После всего сказанного о скачкообразном росте бумагооборота науки и заоблачном числе клерков, не вызывает удивление рост расходов на всемирную рационализацию.
Хотя, даже после этого вызывает.
Кризис 2008–2013 годов не оказал никакого воздействия на финансирование этой области человеческой жизнедеятельности.
Рост расходов на науку в мире составил 30,7%, обогнав рост глобального ВВП (20%). Юго-Восточная Азия с 37% побила все возможные рекорды. А если брать 12-летний цикл, то Индия, к примеру, удвоила расходы на науку. В основном вложениями в персонал лабораторий. Массовая профессия.
Гигантские деньги вбрасывает Бразилия, Турция и, традиционно, Южная Корея.
Треть общемировых расходов на науку вносят США, по пятой части у Китая и ЕС, десятую часть вносит Япония. Остальной мир, и две трети человечества, оплачивает менее четверти наших совокупных расходов на исследования.
Если убрать отсюда расходы на постройку кампусов и лабораторное оборудование, то американские инвестиции будут близки к научным расходам ЕС.
Просвещенный мир подталкивает страны Африки к исследованиям и инновациям. Приводят пример Кении, несмотря на кризис, увеличившей расходы на науку с 0,36% ВВП в 2007 году до 0,79% в 2010-м. Копейки в абсолютном выражении, но ведь тренд положительный!
Интересно подметить следующее: в регулярных сводках дотирования научной деятельности всё время акцент делается на проценты валового внутреннего продукта, но ведь государство формально уже не владеет монополией на такого рода вложения.
Китай планомерно сокращает участие госсредств в академической науке, привлекая туда коммерческие структуры.
В США наблюдает невероятный рост негосударственных инвестиций. Наука создает рынки, они порождают бизнесы, им, в свою очередь, нужно расширение конкурентного поля и спираль замыкается.
Google здесь равен 5 ведущим научным центрам страны, SpaceX — 4, а Apple — 2. Разумеется, речь идет о скрытом софинансировании госпроектов на деньги частного сектора. Все перечисленные структуры живут на длинные кредиты крупнейших банков США. Однако, привлекаются и частные средства, биржевым ли механизмом или венчуром не принципиально.
В Канаде, Италии, Великобритании, Франции, Австралии фонды компенсировал объективное падение вложений в науку государством.
Главная проблема, и тут мы подходим к ключевому факту двух последних материалов о науке, в исключительно прикладном характере исследований.

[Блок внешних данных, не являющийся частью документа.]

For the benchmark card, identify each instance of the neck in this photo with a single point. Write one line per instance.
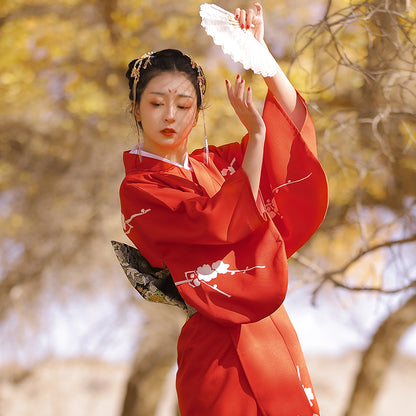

Армия эмэнесов призвана автоматизировать нейронную сеть получения прибыли. Науку ради науки могут позволить себе 3–4 страны в мире и они считают это роскошью, недопустимой в наше тяжелое время. Солидные пожилые люди имитируют бурную экологическо-просветительско-инновационную деятельность лишь бы их alma mater’ам не урезали финансирование.
С этим же связана и еще одна особенность современной научной деятельности — переход от индивидуального знания к коллективному. Обратили внимание, за последний добрый десяток лет разве что премии вручают еще кому-то с именем и фамилией и то стараются втиснуть из политкорректности соавторов, рецензентов и остальных приживал.
За каждым значимым (инженерным) прорывом стоит организация из 200–300 рабочих пчел и 3–4 трутней, со спущенным с самого верха заданием. Есть вопросы — значит будут ответы. Никаких вселенских загадок. Ими вот уже лет 20 занимаются научно-просветительские публицисты.
В отчете ЮНЕСКО не упоминается НИ одной фамилии вообще. Хотя бы общественного деятеля какого-нибудь взяли погреться. Нет, должен быть стерильный механизм.
О том, какие перспективы ждут научное сообщество поговорим в один из следующих разов.
Напоследок пару слов о суверенной демократии.
Россия, как обычно, стоит в стороне от глобальных игр.
Тут по-прежнему царит уютное постсоветское безвременье.
Доля России в мировом научном бюджете — 1,7% и год от года снижается: 8 лет назад было 2%.
40,7 млрд долларов РФ в 10 раз меньше, чем США. С учетом того простого факта, что если бы мы тратили столько же, то на «шляпу и очки» уходило бы четверть всех государственных доходов.
В контексте сказанного пусть каждый сам решит хорошо это или плохо.